The Windows version provides this option. I hope it can also be provided on macOS. Is there any difficulty in implementing it on macOS?
For users of Chinese, Japanese, and Korean, this is a relatively accurate word count method.
Alternatively, a new CJK word count algorithm could be introduced, enabling it only for users of the corresponding languages.
In CJK, one character is considered a word, and multiple characters together form a phrase, but current statistical methods treat the phrase as a word for counting.
This is the CJK block in Unicode, where a character in one of these blocks needs to be treated as a word for statistics.
When submitting novels to publishers and websites, they have word count requirements. The character count (no spaces) is quite close to the requirement, but it still counts punctuation marks, so it’s not entirely accurate.
Papers and research reports are the same.
It would be best to achieve accurate CJK word count statistics, but if that’s not possible, placing the character count (no spaces) at the footer bar can also be more convenient.
This count is not accurate, not an industry standard, and cannot be used.
I just implemented a command-line counter that can take in rules and text, quickly count and output the results.
Word Count CJK Tools: WordCountCJK.zip (1.0 MB)
usage: wordcount-macOS-arm -t textFile -r ruleFile
I want the result to be Chinese 中文: 8596, not characters: 10215 or characters(no spaces): 10213.
The macOS version of Scrivener tells me the word count is 6108, and the Windows version of Scrivener tells me the word count is 1030, both of which are meaningless results.
It looks like Scrivener word count as the same as the following regular expression
macOS version characters (?s).
windows version characters .
characters (no space) \S
Now just add a regular expression to count CJK characters (?=\p{scx=Han}|\p{scx=Hiragana}|\p{scx=Katakana}|\p{scx=Hangul})(?=\p{L}|\p{Nl}).
and all Punct \p{P}.
And add them to form CJK characters(with Punct).
Your original post was to ask for live character counts were not provided in the Mac version, when they were in the Windows version, so I showed you that it was already available.
I am not going to bother counting the characters in my selection, though clearly it includes punctuation.

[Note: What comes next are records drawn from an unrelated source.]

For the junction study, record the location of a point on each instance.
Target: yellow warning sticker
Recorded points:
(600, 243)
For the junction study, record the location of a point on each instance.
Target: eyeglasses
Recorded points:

Equally obviously, I cannot comment on the word counts provided by Scrivener for your text, though I wonder if for some reason they are only counting a selection within the whole project.
I can’t talk for what Lit&Lat may respond (especially given their current development priorities).
Careful. CJK is not just C. Scrivener counts 나무늘보 as 4 characters / 1 word, which is correct. (Maybe C and J need a better algorithm, but K works just fine as it is.)
Japanese also can (and often does) have more than one character per word.
For translation tasks, one English word per two Japanese characters is a decent rule of thumb, though the exact number will vary depending on the material.
Understood, I indeed don’t understand Korean, but I use both Chinese and Japanese simultaneously, and they both share Chinese characters.
Microsoft Office Word tells me that even if a Japanese word needs two characters to have a basic meaning, it still treats it as two words.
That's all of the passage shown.